De vermiljoenkever – Cucujus cinnaberinus – is een zeldzame en op Europees vlak beschermde keversoort. Dat hij opduikt in een van onze natuurgebieden is dan ook schitterend nieuws.
Verborgen
De vermiljoenkever is zoals de naam het al zegt, zeer opvallend gekleurd maar heeft toch een zeer verborgen levenswijze. Zowel de larven als de volwassen kevers brengen het grootste deel van hun leven door onder de schors van dode bomen. Deze soort leeft in vochtige bossen, houtwallen en lanen met bomen en dikke takken die recent zijn doodgegaan. Ook losse boomstammen kunnen gekoloniseerd worden. De voorkeursstandplaats zijn vochtige takken of stamdelen met diameter van minimaal 10, maar bij voorkeur 20 cm en breder, met optimaal ook blootstelling aan zon. De larve van de kever leeft twee jaar achter de schors van vers dode bomen of takken en ook de volwassen kever leeft het grootste deel van zijn leven achter schors. In Nederland is populier de absolute favoriete boom voor de soort, maar ook de meeste andere loofbomen en zelfs enkele naaldboomsoorten worden bewoond. Het is een pioniersoort die zeer goed kan vliegen.
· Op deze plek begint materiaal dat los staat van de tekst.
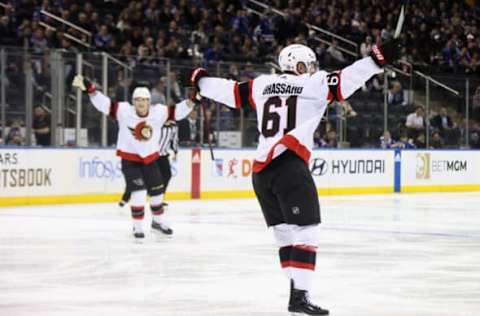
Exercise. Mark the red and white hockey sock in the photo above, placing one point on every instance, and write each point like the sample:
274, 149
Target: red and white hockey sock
137, 201
285, 253
156, 205
302, 266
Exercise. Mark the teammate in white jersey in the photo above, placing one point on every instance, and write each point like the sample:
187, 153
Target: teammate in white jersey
137, 145
289, 108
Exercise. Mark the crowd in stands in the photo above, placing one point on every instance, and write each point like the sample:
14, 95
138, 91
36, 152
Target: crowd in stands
439, 33
442, 34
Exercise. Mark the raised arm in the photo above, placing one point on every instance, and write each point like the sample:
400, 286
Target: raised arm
100, 101
229, 92
342, 84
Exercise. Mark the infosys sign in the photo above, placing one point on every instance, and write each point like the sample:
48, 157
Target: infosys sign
426, 166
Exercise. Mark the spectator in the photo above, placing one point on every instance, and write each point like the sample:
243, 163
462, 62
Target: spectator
366, 47
7, 30
475, 140
330, 141
41, 126
442, 121
404, 142
335, 53
476, 104
158, 92
420, 141
103, 39
436, 142
396, 95
175, 89
444, 124
38, 41
386, 140
416, 122
14, 136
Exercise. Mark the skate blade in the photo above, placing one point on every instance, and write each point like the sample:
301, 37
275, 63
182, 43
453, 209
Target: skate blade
160, 233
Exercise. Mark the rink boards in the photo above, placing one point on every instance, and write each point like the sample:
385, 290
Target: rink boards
42, 176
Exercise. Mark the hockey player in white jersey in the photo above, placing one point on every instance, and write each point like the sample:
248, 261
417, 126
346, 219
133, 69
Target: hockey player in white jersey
137, 145
289, 108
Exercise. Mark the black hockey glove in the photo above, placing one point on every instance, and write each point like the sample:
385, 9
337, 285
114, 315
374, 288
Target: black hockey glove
84, 84
387, 53
196, 75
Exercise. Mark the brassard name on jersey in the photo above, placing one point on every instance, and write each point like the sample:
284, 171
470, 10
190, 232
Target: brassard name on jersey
281, 88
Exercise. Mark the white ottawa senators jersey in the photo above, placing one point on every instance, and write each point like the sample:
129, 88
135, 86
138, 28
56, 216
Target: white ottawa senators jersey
289, 107
138, 137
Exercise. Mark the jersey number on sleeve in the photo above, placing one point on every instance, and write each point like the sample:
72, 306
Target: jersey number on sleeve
271, 129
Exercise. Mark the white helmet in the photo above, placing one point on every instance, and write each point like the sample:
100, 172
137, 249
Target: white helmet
141, 92
291, 55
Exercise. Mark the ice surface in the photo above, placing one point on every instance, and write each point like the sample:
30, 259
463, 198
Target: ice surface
385, 255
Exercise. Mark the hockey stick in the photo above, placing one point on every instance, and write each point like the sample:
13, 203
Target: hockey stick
401, 19
207, 127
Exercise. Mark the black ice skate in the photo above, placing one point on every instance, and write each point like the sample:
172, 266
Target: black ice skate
300, 303
162, 228
138, 234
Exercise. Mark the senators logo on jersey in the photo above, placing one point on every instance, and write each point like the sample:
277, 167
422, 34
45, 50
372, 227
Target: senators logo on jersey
142, 131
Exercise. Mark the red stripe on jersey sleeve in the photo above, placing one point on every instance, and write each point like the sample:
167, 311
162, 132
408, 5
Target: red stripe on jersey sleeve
113, 110
250, 95
236, 92
298, 265
339, 90
292, 144
137, 158
171, 113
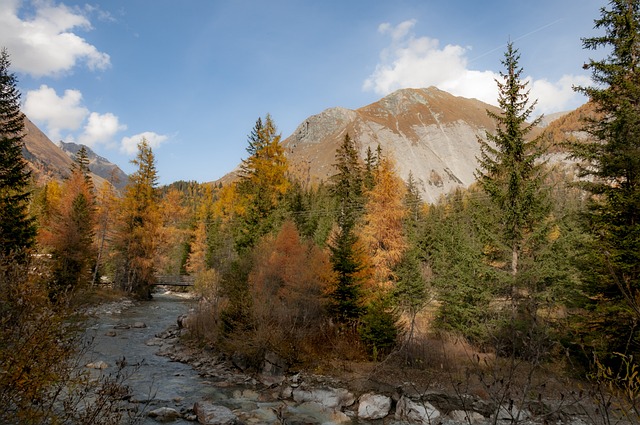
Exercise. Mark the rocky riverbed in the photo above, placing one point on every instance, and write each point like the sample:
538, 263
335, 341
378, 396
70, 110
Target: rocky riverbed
173, 383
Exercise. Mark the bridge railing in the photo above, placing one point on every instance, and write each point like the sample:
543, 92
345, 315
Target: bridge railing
175, 280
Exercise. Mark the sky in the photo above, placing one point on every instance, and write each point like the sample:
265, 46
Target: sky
193, 76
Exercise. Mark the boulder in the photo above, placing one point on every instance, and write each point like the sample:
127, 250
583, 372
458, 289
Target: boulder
512, 414
418, 412
273, 369
466, 417
333, 398
374, 406
214, 414
164, 414
98, 365
313, 413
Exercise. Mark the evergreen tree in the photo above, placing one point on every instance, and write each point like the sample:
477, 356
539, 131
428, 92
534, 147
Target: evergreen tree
612, 163
17, 229
509, 170
347, 188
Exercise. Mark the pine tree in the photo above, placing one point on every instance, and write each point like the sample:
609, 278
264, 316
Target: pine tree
17, 229
612, 164
509, 169
347, 188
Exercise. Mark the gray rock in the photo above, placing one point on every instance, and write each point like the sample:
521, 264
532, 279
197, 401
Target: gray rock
214, 414
100, 364
313, 413
164, 414
334, 398
467, 417
418, 412
374, 406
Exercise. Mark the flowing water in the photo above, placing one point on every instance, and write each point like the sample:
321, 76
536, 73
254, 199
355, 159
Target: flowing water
153, 378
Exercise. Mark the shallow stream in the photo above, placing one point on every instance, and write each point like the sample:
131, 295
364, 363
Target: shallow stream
156, 378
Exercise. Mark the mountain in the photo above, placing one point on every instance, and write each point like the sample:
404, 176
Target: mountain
430, 133
98, 164
45, 160
48, 161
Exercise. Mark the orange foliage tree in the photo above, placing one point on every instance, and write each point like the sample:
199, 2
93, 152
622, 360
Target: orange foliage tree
69, 234
383, 230
287, 283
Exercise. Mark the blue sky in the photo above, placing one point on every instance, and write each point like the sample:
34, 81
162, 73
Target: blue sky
193, 76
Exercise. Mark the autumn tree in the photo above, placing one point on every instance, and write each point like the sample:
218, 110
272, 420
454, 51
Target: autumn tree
17, 229
173, 233
263, 183
382, 231
106, 202
69, 235
287, 283
611, 168
136, 240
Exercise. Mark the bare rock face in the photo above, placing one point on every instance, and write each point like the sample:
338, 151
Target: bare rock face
430, 133
374, 406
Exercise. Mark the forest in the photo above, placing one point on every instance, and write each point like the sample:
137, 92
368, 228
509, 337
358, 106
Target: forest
534, 270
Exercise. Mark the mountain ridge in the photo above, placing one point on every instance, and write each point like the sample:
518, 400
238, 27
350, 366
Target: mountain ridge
430, 133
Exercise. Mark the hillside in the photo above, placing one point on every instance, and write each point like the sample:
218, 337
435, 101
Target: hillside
429, 132
48, 161
98, 164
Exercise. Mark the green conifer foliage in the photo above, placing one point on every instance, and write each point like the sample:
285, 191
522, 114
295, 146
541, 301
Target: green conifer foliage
347, 188
17, 230
612, 164
509, 170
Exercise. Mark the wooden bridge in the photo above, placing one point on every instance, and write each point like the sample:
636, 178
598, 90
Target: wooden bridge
174, 280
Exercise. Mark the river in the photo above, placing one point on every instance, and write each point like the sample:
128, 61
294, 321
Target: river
153, 378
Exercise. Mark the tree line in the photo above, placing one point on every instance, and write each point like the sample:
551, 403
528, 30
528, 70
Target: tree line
529, 263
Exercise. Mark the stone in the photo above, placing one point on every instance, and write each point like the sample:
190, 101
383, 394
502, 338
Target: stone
164, 414
214, 414
334, 398
98, 365
466, 416
313, 413
374, 406
421, 412
512, 414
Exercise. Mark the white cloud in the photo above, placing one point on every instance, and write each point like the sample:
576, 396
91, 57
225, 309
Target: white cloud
45, 44
100, 128
57, 113
411, 61
129, 145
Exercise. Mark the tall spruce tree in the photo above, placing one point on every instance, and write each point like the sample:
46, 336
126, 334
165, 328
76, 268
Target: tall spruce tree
17, 229
509, 170
347, 188
612, 164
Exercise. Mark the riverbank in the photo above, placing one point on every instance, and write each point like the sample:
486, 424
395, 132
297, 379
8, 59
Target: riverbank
174, 380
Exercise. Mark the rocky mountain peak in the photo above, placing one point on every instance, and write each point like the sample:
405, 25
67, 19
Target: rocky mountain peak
429, 132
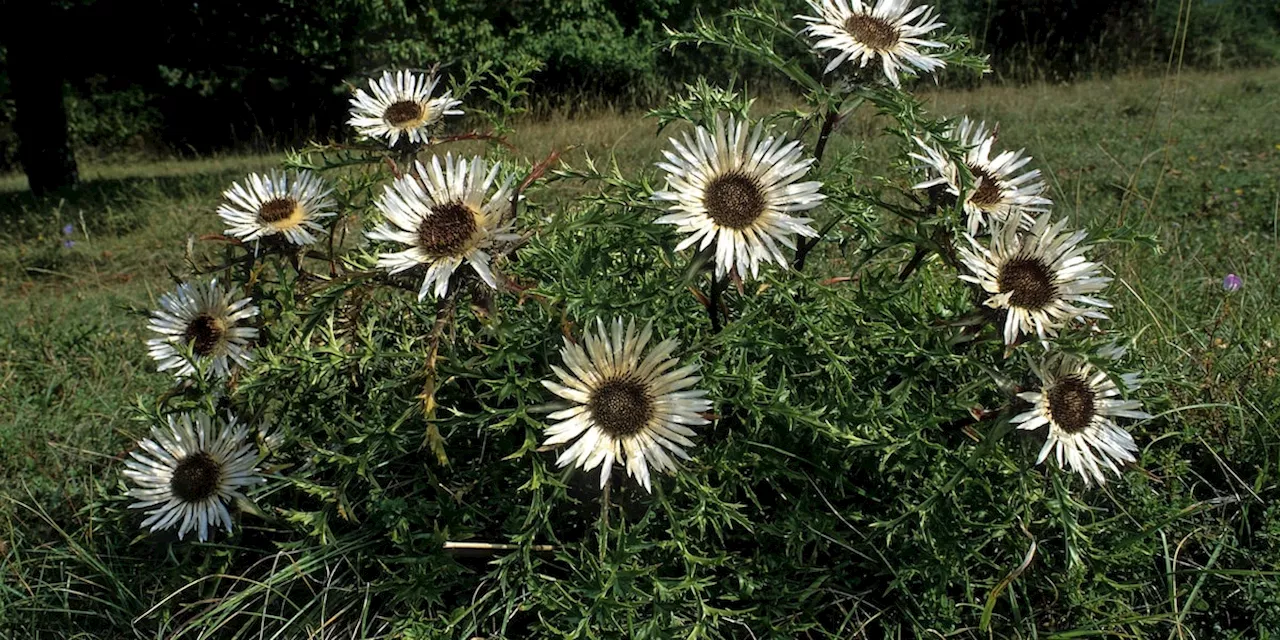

Gaat een boom of een tak in een gebied dood, dan kan het vrouwtje daar in de periode maart-juni haar eitjes in leggen waarna de betreffende locatie vervolgens enkele jaren als leefgebied fungeert. (Bron: Ecopedia)
Een moeilijk verhaal
“De laatste weken werden op verschillende plaatsen in Limburg de Europees beschermde Vermiljoenkever Cucujus cinnaberinus gevonden”, aldus Luc Crevecoeur op de facebookpagina van de LIKONA Werkgroep Ongewervelden. “Als habitatsoort is de beheerder verplicht de nodige beschermingsmaatregelen te nemen en het habitat in stand te houden. De kever en de larven leven in Limburg voornamelijk in oude stervende of net gestorven populieren die aangetast zijn door de honingzwam. Dit zijn net gebieden waar omvorming naar natte hooilanden en elzenbroeken door terreinbeheerders worden uitgevoerd. Het laten staan van een aantal zieke populieren kunnen hier een oplossing zijn. De soort is al enkele malen gevonden achter de schors van zomereiken en vermoedelijk komen elzen in de toekomst ook als woonplaats in aanmerking.
Hoeselt, Zolder, Kinrooi, Kortessem, Halen en Herk-de-Stad zijn de meest recente vindplaatsen”.
Een aandachtspunt voor de beheerders van onze natuurgebieden om deze soort – zoals zijn status ons verplicht – de nodige kansen te geven. Dood hout doet leven. Dat is bij deze weer maar eens bewezen.